Mrs Harris said the Department of Tourism which she heads, along with the Ministry of Employment and Border Control are currently looking at that legislation with a view to streamlining the application process to enable longer-stay visitors to register under the Global Citizen scheme.
“This program we feel will be very lucrative to allow all of the businesses that thrive on volume (such as ships and restaurants and other visitor activities) to allow for persons to be successful and have business as we recover and manoeuvre through COVID-19,” she said.
Meanwhile, in Barbados, the government has had to address questions which have been raised about its Welcome Mat remote working scheme following the spate of promotional interviews by Prime Minister Mottley.
International gay rights campaigners claim its discriminatory as the laws in Barbados only recognise marriage between people of the opposite sex.
The Mia Mottley administration has been moving to expedite a version of a domestic partnership law but has run into opposition locally over consultation as well as concerns based on issues of religious beliefs and culture.
Cayman is in the process of having its Domestic Partnership Law enacted by decree under the Reserve Powers of the Governor in a turbulent debate over same-sex marriage and similar spousal unions.
The remote working scheme is part of a revised tourism strategy being fine-tuned to market Cayman given the impact of the coronavirus pandemic.
“The Cayman Islands marketing strategy for the foreseeable future will therefore look closely at our source markets (the US and Canada) with the understanding that it will be more expensive for travellers to afford a vacation in the Cayman Islands,” Minister of Tourism Moses Kirkconnell had outlined.
“The travellers we market to will need to fall within a particular income bracket or have a minimum net worth in order to comfortably visit and enjoy what our islands have to offer.”
With the Global Citizen scheme now being developed, the President of the Chamber of Commerce, Woody Foster had said during his presentation to the Economic Forum that “at this stage, the economic recovery within this sector has become a great challenge.”
“We must find a prudent, safe way to bring in long term residents, long term tourists/workers etc so that we can introduce new money into the economy.
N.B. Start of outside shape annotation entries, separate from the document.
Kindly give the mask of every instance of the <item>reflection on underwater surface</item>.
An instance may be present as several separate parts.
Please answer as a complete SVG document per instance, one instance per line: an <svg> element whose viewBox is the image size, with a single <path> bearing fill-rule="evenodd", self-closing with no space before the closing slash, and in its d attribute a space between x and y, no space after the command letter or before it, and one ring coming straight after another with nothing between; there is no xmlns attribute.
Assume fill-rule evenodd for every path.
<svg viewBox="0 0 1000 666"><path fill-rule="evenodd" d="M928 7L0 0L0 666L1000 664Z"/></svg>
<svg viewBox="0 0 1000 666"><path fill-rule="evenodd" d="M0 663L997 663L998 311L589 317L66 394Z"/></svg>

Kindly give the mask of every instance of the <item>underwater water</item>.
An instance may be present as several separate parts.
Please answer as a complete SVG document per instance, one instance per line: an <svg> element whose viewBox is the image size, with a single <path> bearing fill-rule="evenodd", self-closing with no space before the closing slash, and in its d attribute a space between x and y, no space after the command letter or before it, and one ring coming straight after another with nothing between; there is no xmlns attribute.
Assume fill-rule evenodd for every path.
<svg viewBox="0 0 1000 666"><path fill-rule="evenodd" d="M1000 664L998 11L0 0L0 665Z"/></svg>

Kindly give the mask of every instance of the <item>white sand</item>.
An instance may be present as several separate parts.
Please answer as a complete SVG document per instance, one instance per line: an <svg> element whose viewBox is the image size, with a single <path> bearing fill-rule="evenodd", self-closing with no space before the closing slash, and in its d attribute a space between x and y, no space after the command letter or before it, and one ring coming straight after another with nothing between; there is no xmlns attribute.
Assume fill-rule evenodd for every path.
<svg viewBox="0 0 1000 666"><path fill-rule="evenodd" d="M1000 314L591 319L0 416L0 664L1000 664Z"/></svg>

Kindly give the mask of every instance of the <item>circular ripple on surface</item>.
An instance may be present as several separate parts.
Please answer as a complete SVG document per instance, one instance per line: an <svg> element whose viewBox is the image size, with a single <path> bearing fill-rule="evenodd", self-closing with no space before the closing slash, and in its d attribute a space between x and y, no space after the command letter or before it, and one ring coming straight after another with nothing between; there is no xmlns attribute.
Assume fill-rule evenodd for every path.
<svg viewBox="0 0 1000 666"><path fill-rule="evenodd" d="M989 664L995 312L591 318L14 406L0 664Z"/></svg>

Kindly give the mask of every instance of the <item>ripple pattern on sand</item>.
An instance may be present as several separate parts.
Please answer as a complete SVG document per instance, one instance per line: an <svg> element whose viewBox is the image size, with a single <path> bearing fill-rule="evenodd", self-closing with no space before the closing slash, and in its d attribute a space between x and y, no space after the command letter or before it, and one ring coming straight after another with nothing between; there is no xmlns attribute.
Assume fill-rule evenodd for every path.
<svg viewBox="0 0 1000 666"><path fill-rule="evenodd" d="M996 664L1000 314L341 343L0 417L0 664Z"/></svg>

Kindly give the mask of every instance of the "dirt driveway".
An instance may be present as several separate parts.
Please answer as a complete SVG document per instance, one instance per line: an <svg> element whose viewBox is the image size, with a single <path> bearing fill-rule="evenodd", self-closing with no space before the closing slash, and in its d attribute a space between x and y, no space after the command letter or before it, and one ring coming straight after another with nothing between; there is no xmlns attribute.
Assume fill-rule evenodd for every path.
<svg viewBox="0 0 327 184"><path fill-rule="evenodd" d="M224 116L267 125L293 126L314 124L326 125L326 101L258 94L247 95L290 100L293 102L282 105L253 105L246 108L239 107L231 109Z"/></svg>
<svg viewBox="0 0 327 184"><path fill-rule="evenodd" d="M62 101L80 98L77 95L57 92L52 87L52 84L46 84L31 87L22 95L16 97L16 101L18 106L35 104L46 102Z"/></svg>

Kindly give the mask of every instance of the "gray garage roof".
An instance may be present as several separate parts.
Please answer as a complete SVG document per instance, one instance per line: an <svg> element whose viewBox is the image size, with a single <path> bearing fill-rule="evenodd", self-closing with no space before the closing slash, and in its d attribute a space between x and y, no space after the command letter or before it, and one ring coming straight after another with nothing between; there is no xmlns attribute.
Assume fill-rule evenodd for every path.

Staycations and the financial sector cannot sustain the country for too much longer.”
The COVID-19 pandemic hit as Cayman was on the cusp of a record-breaking tourism year.
Tourism Minister Moses Kirkconnell had reported that “in December 2019 the Cayman Islands recorded its highest tourism arrivals in history, crossing the coveted 500,000 threshold in stayover visitor arrivals.
“The industry was booming, workers were earning steady income and 5% tourism growth was forecast for 2020. Simply put 150 days ago we were on our way to the best year of tourism in the history of the Cayman Islands,” he told the Chamber’s Economic Forum.
Tourism which has been accounting for around a quarter of Cayman’s GDP has been on a growth trajectory.
Between 2015 and 2019 the sector was growing at an average of 9.7% each year, often outpacing regional forecasts, with the average daily hotel rate being one of the highest in the region.
“Here in Cayman, tourism is not just a pillar to the economy; it is a strategic economic driver for government,” Mr Kirkconnell had outlined.